Please view the main text area of the page by skipping the main menu.

BOJ stands pat on monetary policy as inflation goal still distant

BOJ Governor Haruhiko Kuroda (Mainichi)

TOKYO (Kyodo) -- The Bank of Japan maintained Friday its aggressive monetary easing steps as widely expected, signaling its resolve to get inflation toward its 2 percent target as the economy continues to expand.

    BOJ policy board members decided to keep the existing framework of yield curve control -- consisting of a short-term policy interest rate of minus 0.1 percent and government bond purchases aimed at guiding the 10-year yield to around zero percent.

    At a two-day policy-setting meeting, the BOJ kept a pledge to purchase government bonds at a pace that will increase its holdings by an annual 80 trillion yen. It will keep up purchases of exchange-traded funds and other risky assets.

    Japan has seen the longest growth run in 28 years and a tight labor market that economists say should accelerate wage growth. But inflation remains subdued despite five years of reflationary policy, with core consumer prices up 0.9 percent in January.

    Financial markets are expected to scrutinize what Governor Haruhiko Kuroda has to say about the decision at a press conference later in the day.

    Kuroda, nominated for another five-year term, said last week it would be natural to debate an exit from aggressive monetary easing around fiscal 2019 if inflation reaches its 2 percent target.
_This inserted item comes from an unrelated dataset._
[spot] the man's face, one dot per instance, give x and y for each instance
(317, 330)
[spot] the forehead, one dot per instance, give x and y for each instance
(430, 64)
    His comments temporarily sent the yen and bond yields higher, a sign that financial markets have been sensitive about when and how the BOJ, seen as lagging behind its U.S. and European peers, will normalize policy.

    Kuroda stressed the need for powerful monetary easing until the target is met, trying to tamp down market speculation of a near-term policy change as the BOJ chief attended his confirmation hearing this week.

    It was the last policy-setting meeting for deputy governors Hiroshi Nakaso and Kikuo Iwata, whose current terms end on March 19.